Located on the west coast of Greenland, the Ilulissat Icefjord is the sea mouth of Sermeq Kujalleq, one of the few glaciers through which the Greenland ice cap reaches the sea. Sermeq Kujalleq is one of the fastest and most active glaciers in the world. It annually calves over 35 sq.km of ice. Studied for over 250 years, it has helped to develop our understanding of climate change and icecap glaciology.
The Greenland ice cap is the only remnant in the Northern Hemisphere of the continental ice sheets from the Quaternary Ice Age. The oldest ice is estimated to be 250,000 years old, and provides detailed information on past climatic changes and atmospheric conditions from 250,000 to around 11,550 years ago, when climate became more stable.
Studies made over the last 250 years demonstrate that during the last ice age, the climate fluctuated between extremely cold and warmer periods, while today the ice cap is being maintained by an annual accumulation of snow that matches the loss through calving and melting at the margins. This phenomenon has helped to develop our understanding of climate change and icecap glaciology.
Header photo of Ilulissat and the Icefjord © Mads Pihl, VisitGreenland
Natural World Heritage
The combination of a huge ice sheet and a fast moving glacial ice-stream calving into a fjord covered by icebergs is a phenomenon only seen in Greenland and Antarctica. Ilulissat offers both scientists and visitors easy access for a close view of the calving glacier front as it cascades down from the ice sheet and into the ice-choked fjord. The wild and highly scenic combination of rock, ice and sea, along with the dramatic sounds produced by the moving ice, combine to present a memorable natural spectacle.
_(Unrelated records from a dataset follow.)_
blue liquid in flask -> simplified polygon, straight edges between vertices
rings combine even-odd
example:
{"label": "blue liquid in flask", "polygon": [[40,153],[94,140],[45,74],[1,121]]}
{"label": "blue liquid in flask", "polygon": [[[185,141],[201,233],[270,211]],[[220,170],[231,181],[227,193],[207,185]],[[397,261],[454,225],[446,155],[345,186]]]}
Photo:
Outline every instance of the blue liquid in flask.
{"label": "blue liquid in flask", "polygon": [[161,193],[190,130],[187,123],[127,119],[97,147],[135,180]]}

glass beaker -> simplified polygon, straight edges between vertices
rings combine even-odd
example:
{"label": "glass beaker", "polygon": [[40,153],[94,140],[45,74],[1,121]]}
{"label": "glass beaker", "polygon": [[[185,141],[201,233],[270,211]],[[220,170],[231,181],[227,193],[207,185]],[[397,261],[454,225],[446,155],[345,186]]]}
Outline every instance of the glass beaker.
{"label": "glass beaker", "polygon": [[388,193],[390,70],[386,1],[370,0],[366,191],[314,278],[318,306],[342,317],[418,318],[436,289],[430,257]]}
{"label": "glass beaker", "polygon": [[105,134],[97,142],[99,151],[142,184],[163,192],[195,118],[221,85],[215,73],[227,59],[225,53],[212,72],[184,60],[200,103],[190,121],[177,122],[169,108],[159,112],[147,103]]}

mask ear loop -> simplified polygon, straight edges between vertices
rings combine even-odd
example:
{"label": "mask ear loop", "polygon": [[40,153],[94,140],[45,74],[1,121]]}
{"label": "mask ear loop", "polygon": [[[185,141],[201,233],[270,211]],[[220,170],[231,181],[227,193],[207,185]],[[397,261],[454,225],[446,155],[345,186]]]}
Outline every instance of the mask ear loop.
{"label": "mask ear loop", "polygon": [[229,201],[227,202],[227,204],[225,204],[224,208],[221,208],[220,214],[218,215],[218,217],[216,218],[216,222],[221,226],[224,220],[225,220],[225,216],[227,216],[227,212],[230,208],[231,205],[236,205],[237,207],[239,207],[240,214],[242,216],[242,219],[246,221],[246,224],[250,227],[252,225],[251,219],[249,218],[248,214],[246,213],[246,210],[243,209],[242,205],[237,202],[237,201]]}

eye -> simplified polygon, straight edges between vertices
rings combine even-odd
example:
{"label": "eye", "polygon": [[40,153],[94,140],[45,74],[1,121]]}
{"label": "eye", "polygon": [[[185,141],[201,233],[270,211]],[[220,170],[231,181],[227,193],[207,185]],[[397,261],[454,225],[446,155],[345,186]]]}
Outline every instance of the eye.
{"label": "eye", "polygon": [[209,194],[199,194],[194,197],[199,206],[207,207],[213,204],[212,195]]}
The Ilulissat Icefjord is an outstanding example of a stage in the Earth’s history: the last ice age of the Quaternary Period. The ice-stream is one of the fastest (40 m per day) and most active in the world. Its annual calving of over 46 km3 of ice accounts for 10% of the production of all Greenland calf ice, more than any other glacier outside Antarctica. The glacier has been the object of scientific attention for 250 years and, along with its relative ease of accessibility, has significantly added to the understanding of ice-cap glaciology, climate change and related geomorphic processes.